Il Fondo ha anche tagliato le previsioni sulla crescita degli Stati Uniti nel 2015 e nel 2016 – “Stabilità finanziaria a rischio” – “Dollaro moderatamente sopravvalutato”.

Fmi a Fed: “Rinviare aumento tassi almeno al 2016”

Secondo il Fondo monetario internazionale, la Federal Reserve “dovrebbe rimandare il primo aumento dei tassi d’interesse finché non ci saranno segnali migliori su salari e inflazione”, quindi almeno alla “prima metà del 2016”. E’ quanto si legge nella dichiarazione conclusiva del Fmi al termine della missione di monitoraggio Articolo IV negli Stati Uniti.

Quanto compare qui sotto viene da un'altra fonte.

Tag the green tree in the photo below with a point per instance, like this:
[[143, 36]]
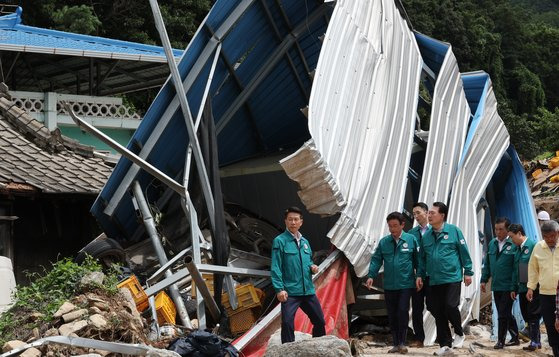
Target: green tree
[[529, 95], [79, 19]]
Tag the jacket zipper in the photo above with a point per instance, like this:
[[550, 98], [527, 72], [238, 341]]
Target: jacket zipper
[[302, 273]]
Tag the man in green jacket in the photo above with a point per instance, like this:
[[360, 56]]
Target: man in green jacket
[[292, 269], [499, 267], [445, 259], [398, 252], [530, 309], [419, 210]]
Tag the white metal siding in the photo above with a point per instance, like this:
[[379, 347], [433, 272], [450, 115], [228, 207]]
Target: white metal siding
[[450, 114], [361, 119]]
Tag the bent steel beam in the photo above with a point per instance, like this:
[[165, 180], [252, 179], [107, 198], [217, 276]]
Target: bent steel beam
[[154, 171], [152, 232], [202, 287]]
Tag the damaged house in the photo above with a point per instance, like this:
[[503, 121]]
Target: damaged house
[[47, 184], [314, 103]]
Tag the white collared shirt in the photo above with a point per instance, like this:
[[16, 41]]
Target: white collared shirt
[[297, 237], [424, 229], [501, 243]]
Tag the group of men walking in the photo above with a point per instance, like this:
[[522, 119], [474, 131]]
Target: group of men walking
[[428, 265]]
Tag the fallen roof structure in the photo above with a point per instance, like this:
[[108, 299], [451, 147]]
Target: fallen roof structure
[[253, 60]]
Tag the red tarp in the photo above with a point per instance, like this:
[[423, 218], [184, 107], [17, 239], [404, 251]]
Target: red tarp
[[331, 291]]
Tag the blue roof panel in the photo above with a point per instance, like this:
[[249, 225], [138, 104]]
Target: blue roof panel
[[268, 118], [17, 36]]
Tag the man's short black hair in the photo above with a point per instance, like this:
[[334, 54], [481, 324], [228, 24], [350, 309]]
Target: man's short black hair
[[504, 220], [515, 228], [443, 209], [421, 205], [396, 215], [293, 209]]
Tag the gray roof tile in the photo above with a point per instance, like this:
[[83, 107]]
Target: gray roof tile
[[23, 161]]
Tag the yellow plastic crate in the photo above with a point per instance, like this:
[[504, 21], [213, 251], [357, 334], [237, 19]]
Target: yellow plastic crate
[[537, 173], [242, 321], [247, 296], [166, 310], [138, 293], [554, 162]]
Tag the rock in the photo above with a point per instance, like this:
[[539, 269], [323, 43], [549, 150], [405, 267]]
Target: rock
[[51, 332], [130, 305], [10, 345], [94, 278], [35, 316], [275, 339], [480, 332], [103, 306], [72, 327], [155, 352], [31, 352], [64, 309], [74, 315], [93, 297], [35, 334], [98, 321], [325, 346], [95, 310]]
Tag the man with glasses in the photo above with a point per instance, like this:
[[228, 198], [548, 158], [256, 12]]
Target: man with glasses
[[445, 259], [419, 211], [291, 271]]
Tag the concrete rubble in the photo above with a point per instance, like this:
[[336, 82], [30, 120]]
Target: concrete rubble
[[325, 346]]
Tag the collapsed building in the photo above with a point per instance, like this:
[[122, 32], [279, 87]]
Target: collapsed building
[[364, 113]]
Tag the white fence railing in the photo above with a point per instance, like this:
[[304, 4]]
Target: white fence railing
[[47, 107]]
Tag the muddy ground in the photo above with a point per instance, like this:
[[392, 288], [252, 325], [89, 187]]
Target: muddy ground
[[473, 346]]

L’istituzione con sede a Washington sostiene che il primo aumento dei tassi in quasi nove anni “è stato attentamente preparato e anticipato”, tuttavia, indipendentemente dalla tempistica, un aumento dei tassi “potrebbe ancora tradursi in significativi e improvvisi ribilanciamenti dei portafogli internazionali, con conseguenze sulla volatilità dei mercati e la stabilità finanziaria che possono andare anche oltre i confini americani”.

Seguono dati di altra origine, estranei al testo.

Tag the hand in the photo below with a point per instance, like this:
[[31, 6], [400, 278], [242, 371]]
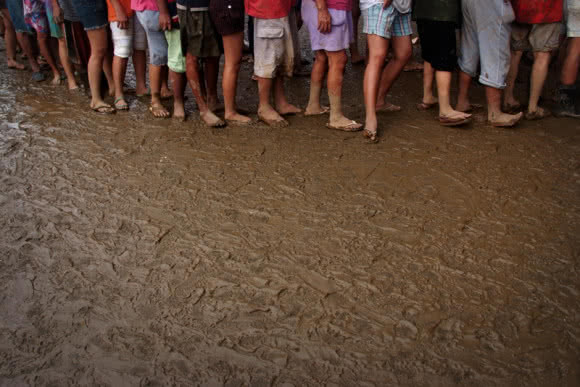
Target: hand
[[164, 22], [57, 15], [122, 20], [324, 21]]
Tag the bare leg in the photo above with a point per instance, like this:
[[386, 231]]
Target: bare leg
[[140, 65], [443, 91], [193, 76], [337, 62], [283, 107], [317, 76], [10, 41], [539, 74], [378, 48], [98, 41], [403, 49], [178, 83], [212, 69], [155, 80], [355, 56], [510, 102], [233, 45], [494, 114], [66, 64]]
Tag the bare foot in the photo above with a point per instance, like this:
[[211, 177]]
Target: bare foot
[[13, 64], [237, 118], [272, 118], [388, 107], [316, 110], [287, 109], [503, 120], [212, 120]]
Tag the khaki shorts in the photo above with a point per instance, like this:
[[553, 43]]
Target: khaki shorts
[[274, 49], [536, 37]]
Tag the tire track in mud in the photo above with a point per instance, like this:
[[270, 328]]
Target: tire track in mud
[[139, 253]]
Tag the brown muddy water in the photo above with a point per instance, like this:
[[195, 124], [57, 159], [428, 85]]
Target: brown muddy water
[[142, 252]]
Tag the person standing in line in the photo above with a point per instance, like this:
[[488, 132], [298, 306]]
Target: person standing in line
[[23, 35], [169, 23], [329, 24], [436, 23], [274, 57], [202, 47], [9, 38], [537, 28], [228, 17], [129, 39], [93, 16], [485, 39], [382, 21], [569, 100], [147, 13]]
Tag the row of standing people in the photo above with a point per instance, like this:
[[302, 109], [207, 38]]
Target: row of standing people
[[187, 37]]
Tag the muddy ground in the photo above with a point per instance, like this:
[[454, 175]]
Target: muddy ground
[[135, 251]]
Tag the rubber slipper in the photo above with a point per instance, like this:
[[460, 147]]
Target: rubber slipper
[[104, 109], [325, 110], [122, 106], [450, 121], [38, 76], [353, 126], [426, 106]]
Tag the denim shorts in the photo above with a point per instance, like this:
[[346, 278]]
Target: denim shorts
[[16, 10], [93, 13]]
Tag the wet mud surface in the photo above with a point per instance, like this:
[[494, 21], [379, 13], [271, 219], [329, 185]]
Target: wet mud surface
[[142, 252]]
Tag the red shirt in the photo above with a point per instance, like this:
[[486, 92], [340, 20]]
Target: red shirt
[[538, 11], [268, 9]]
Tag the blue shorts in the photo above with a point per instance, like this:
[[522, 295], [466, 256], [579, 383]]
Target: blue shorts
[[16, 10], [387, 22], [92, 13]]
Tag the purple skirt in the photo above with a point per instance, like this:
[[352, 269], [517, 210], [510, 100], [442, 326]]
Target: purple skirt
[[341, 34]]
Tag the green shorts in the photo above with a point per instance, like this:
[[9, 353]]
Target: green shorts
[[199, 37], [175, 58]]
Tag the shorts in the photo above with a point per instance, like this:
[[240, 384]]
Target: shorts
[[35, 16], [199, 37], [485, 40], [155, 37], [175, 58], [93, 14], [227, 16], [274, 49], [55, 30], [438, 44], [68, 10], [536, 37], [341, 34], [572, 12], [386, 23], [132, 38], [16, 11]]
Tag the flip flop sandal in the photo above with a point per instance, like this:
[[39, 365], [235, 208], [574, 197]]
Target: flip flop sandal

In questo contesto la Fed deve essere attenta a non agire troppo presto o troppo tardi. Alzare il costo del denaro con troppo anticipo “potrebbe innescare un inasprimento maggiore alle previsioni delle condizioni finanziarie o generare instabilità finanziaria, con uno stallo dell’economia”, dice il Fmi. Questo costringerebbe la Fed a invertire la direzione, riportando i tassi vicino allo zero, “con potenziale danno alla credibilità” dell’istituto.

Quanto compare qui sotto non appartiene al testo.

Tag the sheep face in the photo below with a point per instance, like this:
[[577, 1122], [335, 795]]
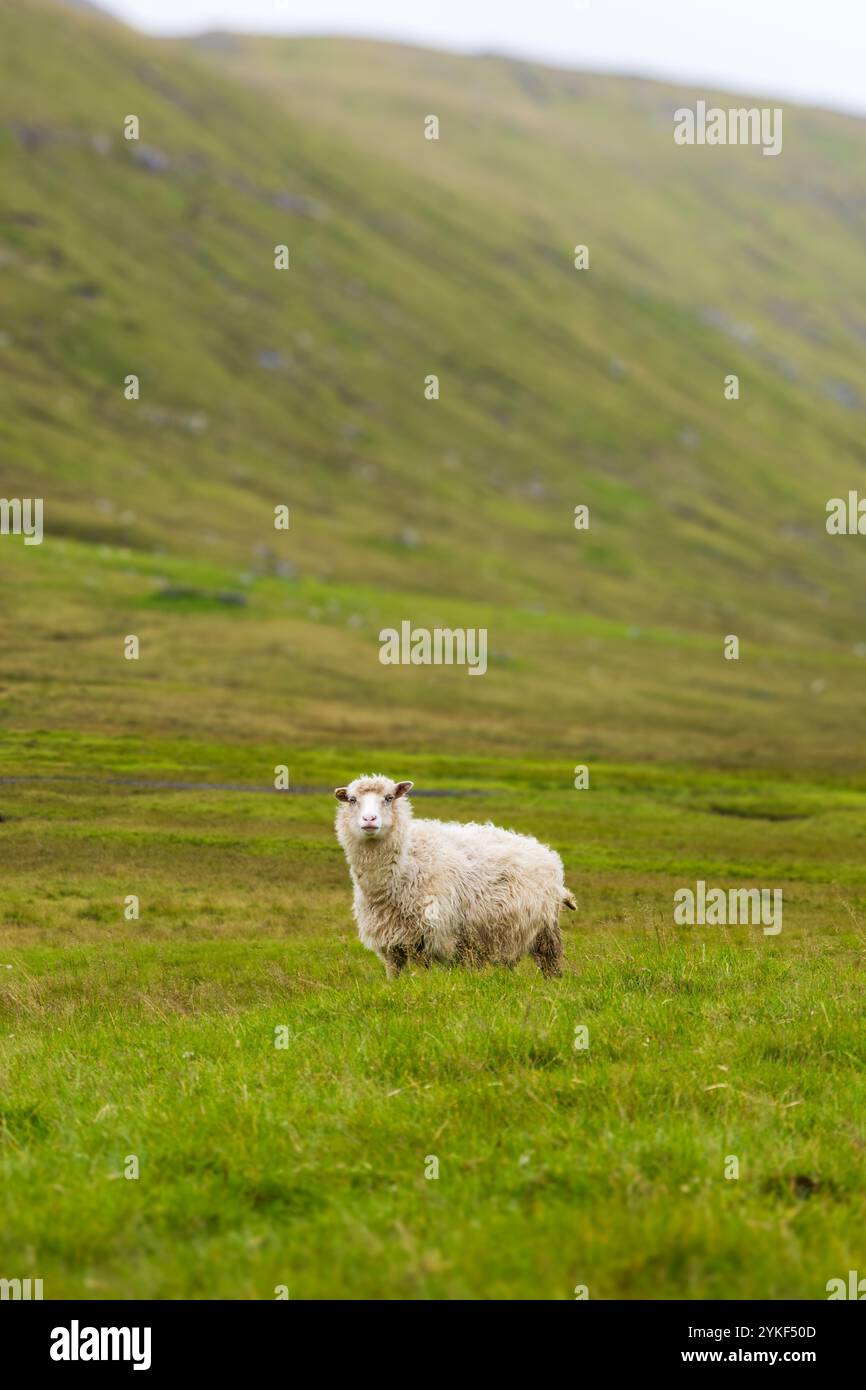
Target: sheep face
[[367, 811]]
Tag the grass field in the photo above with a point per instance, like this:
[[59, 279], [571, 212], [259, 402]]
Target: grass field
[[303, 1165]]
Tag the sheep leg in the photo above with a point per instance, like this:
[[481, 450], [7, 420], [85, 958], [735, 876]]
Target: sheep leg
[[394, 961], [548, 951]]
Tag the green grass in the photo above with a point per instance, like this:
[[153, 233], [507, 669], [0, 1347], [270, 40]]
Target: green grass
[[305, 1165]]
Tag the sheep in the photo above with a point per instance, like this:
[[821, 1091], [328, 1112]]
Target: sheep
[[431, 890]]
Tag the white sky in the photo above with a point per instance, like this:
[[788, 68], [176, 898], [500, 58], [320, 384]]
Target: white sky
[[808, 50]]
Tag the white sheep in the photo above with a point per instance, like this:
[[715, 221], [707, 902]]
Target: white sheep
[[433, 890]]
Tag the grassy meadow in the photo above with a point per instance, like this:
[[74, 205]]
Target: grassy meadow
[[303, 1165]]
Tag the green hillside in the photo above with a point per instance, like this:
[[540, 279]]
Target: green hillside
[[163, 920], [306, 388]]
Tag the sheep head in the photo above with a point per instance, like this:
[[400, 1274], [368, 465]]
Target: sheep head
[[371, 808]]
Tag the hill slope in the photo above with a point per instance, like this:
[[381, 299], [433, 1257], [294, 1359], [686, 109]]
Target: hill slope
[[306, 388]]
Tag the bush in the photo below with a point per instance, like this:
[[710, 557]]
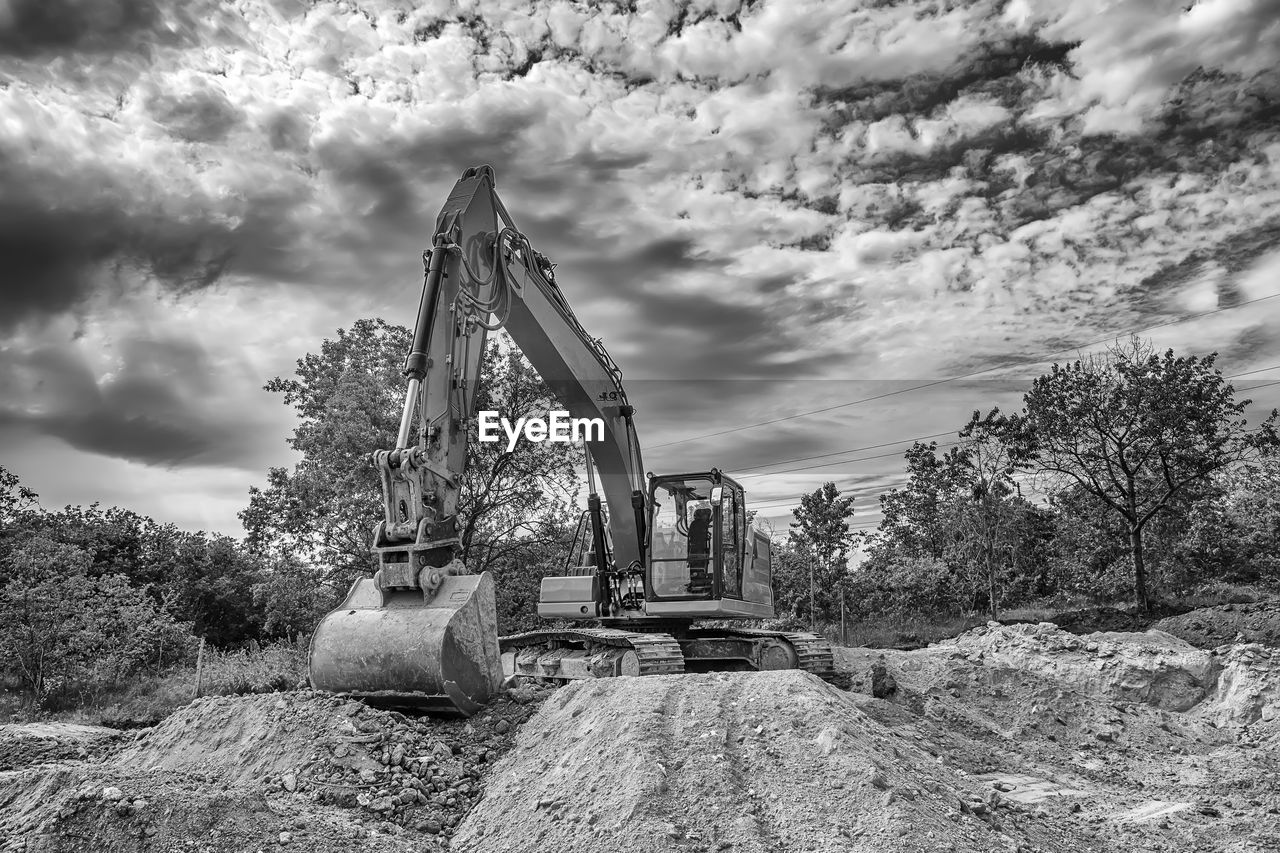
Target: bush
[[68, 635]]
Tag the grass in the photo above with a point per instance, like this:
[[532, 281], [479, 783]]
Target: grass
[[919, 630], [149, 697]]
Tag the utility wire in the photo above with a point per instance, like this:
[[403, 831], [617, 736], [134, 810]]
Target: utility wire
[[842, 461], [737, 474], [850, 450], [965, 375]]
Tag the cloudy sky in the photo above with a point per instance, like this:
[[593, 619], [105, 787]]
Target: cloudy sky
[[766, 209]]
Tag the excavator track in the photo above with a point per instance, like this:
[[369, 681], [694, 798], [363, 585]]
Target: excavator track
[[657, 653], [813, 652]]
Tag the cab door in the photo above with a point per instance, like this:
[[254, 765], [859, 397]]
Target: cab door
[[731, 520]]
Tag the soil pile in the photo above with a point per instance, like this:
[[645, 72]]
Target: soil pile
[[1101, 730], [22, 746], [243, 772], [1214, 626], [1010, 739], [762, 761]]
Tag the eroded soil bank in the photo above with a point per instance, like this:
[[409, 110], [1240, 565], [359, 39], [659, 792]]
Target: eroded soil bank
[[1008, 738]]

Viceversa, alzare i tassi troppo presto potrebbe provocare una fiammata inflazionistica, al di sopra del target del 2% della Fed. Secondo il Fmi “questo innescherebbe più rapidi aumenti dei tassi di interesse, con conseguenze imprevedibili, anche sulla stabilità finanziaria”.

PIL: TAGLIATE LE PREVISIONI SU 2015 E 2016

Il Fondo, inoltre, ha tagliato per la seconda volta in due mesi le previsioni sul Pil degli Usa portando quelle sul 2015 al +2,5% e quelle 2016 al +3% (le stime precedenti erano +3,1% in entrambi i casi). Il Fondo ritiene che le condizioni finanziarie accomodanti, il calo del petrolio e un mercato del lavoro solido sosterranno la congiuntura americana nella parte restante dell’anno, ma l’andamento dei primi mesi “inevitabilmente trascinerà verso il basso la crescita del 2015”. 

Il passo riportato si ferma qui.